No individual doctors should receive direct payment from commercial companies to cover travelling expenses, room and board at a conference, or compensation for their time, according to proposed guidelines from the World Medical Association.
The association is developing the guidelines to clarify the relationship between doctors and commercial enterprises, including the pharmaceutical industry. Underpinning the proposals is the need for doctors to disclose and avoid competing interests.
The guidelines, discussed at a recent meeting of the association, acknowledge the complex nature of the relationship between doctors and industry. They also acknowledge that a potential conflict of interest clearly exists when a commercial enterprise, such as a pharmaceutical or medical supplies company, has direct or indirect influence over doctors' behaviour because it offers financial support.
However, the association acknowledged that industry support was often important, enabling medical research, scientific conferences, and continuing medical education. So, rather than forbidding any connection between doctors and industry it argued that it was better to establish guidelines for ethical relations.
The draft statement, based on guidelines already established by the World Health Organization, national medical associations, and the pharmaceutical industry, includes recommendations for industry sponsorship of conferences, research, and gifts to doctors.
For example, it would be acceptable for companies that sponsor medical conferences recognised as continuing medical education to ask for a certain topic be included in the programme. But companies should have no influence on the content, presentation, choice of speakers, or publication of results. Ideally, proposes the association, several companies should sponsor a conference. The names of any companies providing financial support should be publicly disclosed. Funding for a conference can be accepted as a contribution to the general costs of the meeting but not as payment for any specific lecturer or participant.
But more controversial is the recommendation that no doctors should receive payment to cover travelling expenses, room and board at a conference, or compensation for their time. Many doctors rely on support from drug companies towards travel and hotel costs for attending international medical conferences, which they would otherwise be unable to attend.
Charles Medawar, director of Social Audit Limited, an independent consumer research group, said: "The draft guidelines are a curious mix of naive ideas. The committee developing the recommendations needs to think what it is trying to do. There need to be measures for monitoring and enforcement of the guidelines for them to make any difference."
He warned that some of the suggestions were impractical and that the recommendation that doctors should not be sponsored to attend meetings would destroy 90% of conferences. In contrast, he said, other suggestions did not go far enough. For example, the recommendation on disclosure should require doctors to disclose the amount of funding or sponsorship they have received from companies.
Less controversial is the suggestion that all conference organisers and lecturers disclose to conference participants any financial affiliations they have with manufacturers of products mentioned at the meeting or with manufacturers of competing products.
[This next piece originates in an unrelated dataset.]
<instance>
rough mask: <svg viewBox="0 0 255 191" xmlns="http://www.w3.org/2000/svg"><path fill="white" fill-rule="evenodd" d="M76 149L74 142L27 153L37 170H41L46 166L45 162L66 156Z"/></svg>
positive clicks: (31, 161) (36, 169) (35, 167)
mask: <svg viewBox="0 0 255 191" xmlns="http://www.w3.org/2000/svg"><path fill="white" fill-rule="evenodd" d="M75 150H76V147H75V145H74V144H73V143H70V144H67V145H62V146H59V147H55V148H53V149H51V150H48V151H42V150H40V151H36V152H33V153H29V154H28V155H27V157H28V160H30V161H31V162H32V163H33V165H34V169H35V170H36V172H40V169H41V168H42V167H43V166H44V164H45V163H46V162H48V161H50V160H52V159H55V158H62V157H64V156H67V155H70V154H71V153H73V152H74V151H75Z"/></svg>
Other guidelines are that doctors involved in commercially funded research doctors should be subject to legal, ethical, and professional regulations and must not be subject to external pressure on the results of their research or its publication. Doctors can be compensated for their time and effort in conducting research, but this compensation should in no way be connected to the results of the research. Any doctor working for an institution that funds research centrally should be compensated through the central fund. Sponsorship of research should be disclosed in any publication of results. Doctors with a significant financial interest in a company should not accept research funding from that company if there is a risk of conflict of interest, unless the case is approved by an ethics committee. Finally, companies should offer doctors only gifts that are of nominal value and are related to their work.
The association has set up a working group to take the issue forward for further discussion at the general assembly in Helsinki in September.